One of the more common tasks of any developer's day is discarding work in progress, especially when switching branches for a 'quick' code review or to whip up a hotfix, and being able to manage that efficiently is key to unlocking productive workflows. Not to mention those times when you've been testing tweak after tweak, getting nowhere, and just want to get back to where you started without a lot of hassle. You might be tempted to copy the modified files or quickly make a copy of the whole directory and just go through diff after diff later but there's a painless, straightforward alternative.



Keep it safe

What if I told you that both Git and Mercurial already know how save your changes and restore them later to finish and commit when you're ready? Well guess what… they do! Each might handle it a little bit differently under the hood but they are fundamentally the same behavior.

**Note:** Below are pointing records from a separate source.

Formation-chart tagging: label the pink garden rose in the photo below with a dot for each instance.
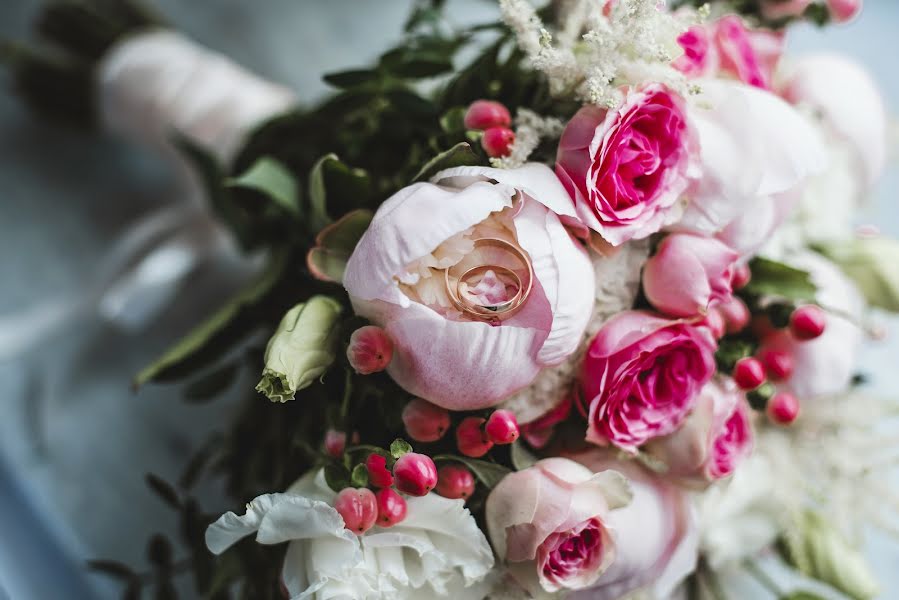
(689, 274)
(714, 439)
(626, 168)
(396, 279)
(641, 376)
(547, 523)
(727, 46)
(656, 537)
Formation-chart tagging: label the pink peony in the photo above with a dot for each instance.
(656, 537)
(548, 523)
(396, 279)
(714, 439)
(689, 274)
(641, 376)
(728, 47)
(627, 168)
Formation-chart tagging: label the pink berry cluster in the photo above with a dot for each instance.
(493, 119)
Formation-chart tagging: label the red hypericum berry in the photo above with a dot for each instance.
(455, 481)
(807, 322)
(471, 439)
(335, 442)
(783, 408)
(370, 350)
(415, 474)
(425, 422)
(749, 373)
(497, 141)
(391, 507)
(378, 473)
(778, 363)
(484, 114)
(358, 507)
(742, 275)
(502, 427)
(735, 313)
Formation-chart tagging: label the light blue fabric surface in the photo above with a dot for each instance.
(74, 442)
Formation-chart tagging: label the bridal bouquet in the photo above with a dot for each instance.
(579, 319)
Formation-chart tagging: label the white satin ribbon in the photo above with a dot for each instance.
(156, 83)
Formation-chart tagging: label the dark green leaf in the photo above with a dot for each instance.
(359, 477)
(274, 181)
(460, 155)
(351, 78)
(212, 384)
(159, 551)
(163, 489)
(334, 245)
(522, 458)
(772, 278)
(399, 447)
(112, 568)
(336, 476)
(487, 473)
(217, 334)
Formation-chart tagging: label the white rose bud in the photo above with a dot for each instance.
(302, 349)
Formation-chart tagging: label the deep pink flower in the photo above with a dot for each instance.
(689, 274)
(641, 377)
(625, 169)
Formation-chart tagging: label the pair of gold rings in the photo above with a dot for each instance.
(521, 279)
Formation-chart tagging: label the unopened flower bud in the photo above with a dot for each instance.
(425, 422)
(358, 507)
(415, 474)
(484, 114)
(302, 349)
(455, 481)
(391, 507)
(502, 427)
(370, 350)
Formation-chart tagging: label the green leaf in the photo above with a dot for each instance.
(460, 155)
(522, 458)
(873, 264)
(351, 78)
(334, 245)
(772, 278)
(359, 476)
(208, 386)
(399, 447)
(487, 473)
(217, 334)
(331, 182)
(336, 476)
(274, 181)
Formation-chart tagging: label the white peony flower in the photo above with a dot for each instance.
(436, 552)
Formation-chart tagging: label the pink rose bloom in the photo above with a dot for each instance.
(396, 279)
(850, 104)
(756, 151)
(656, 535)
(627, 168)
(825, 365)
(713, 441)
(547, 523)
(641, 376)
(689, 274)
(728, 47)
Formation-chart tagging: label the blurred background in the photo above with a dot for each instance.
(75, 441)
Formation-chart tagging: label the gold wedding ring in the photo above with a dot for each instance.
(502, 310)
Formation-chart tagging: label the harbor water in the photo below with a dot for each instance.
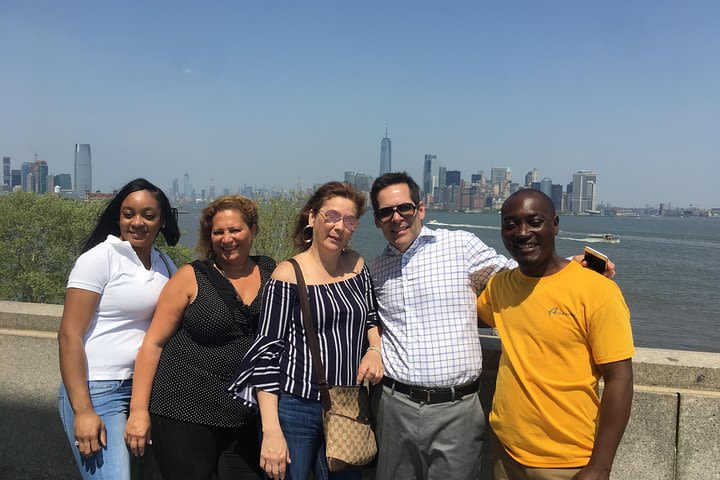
(667, 267)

Reminder: saved changes are kept in your local working copy and never sent to a remote server; don't delete them or your working copy accidentally

  • Git saves your current changes ("stash" in their terminology), automatically referencing the branch you're saving the changes from. You can optionally keep changes you've already staged and include a message to remind yourself about this particular stash.
  • Mercurial saves your current changes ("shelve" in their terminology), independent of any particular branch or tag. You'll need to give the shelved set of changes a meaningful, non-conflicting name. 

Sourcetree makes doing this easily accessible from the Repository menu, its keyboard shortcut, and the toolbar item.



Return to work

Once you're ready to dust off these changes and get back to them it's equally easily. You'll either "Apply Stash" (Git) or "Unshelve" (Mercurial) a particular set of saved changes and all you need to do is double-click on the entry in Sourcetree's sidebar or use the corresponding menu item. You're also given the choice of whether or not to delete that set of saved changes once it's been re-applied. If you're not quite sure yet keep them around and you can delete it later from the contextual menu.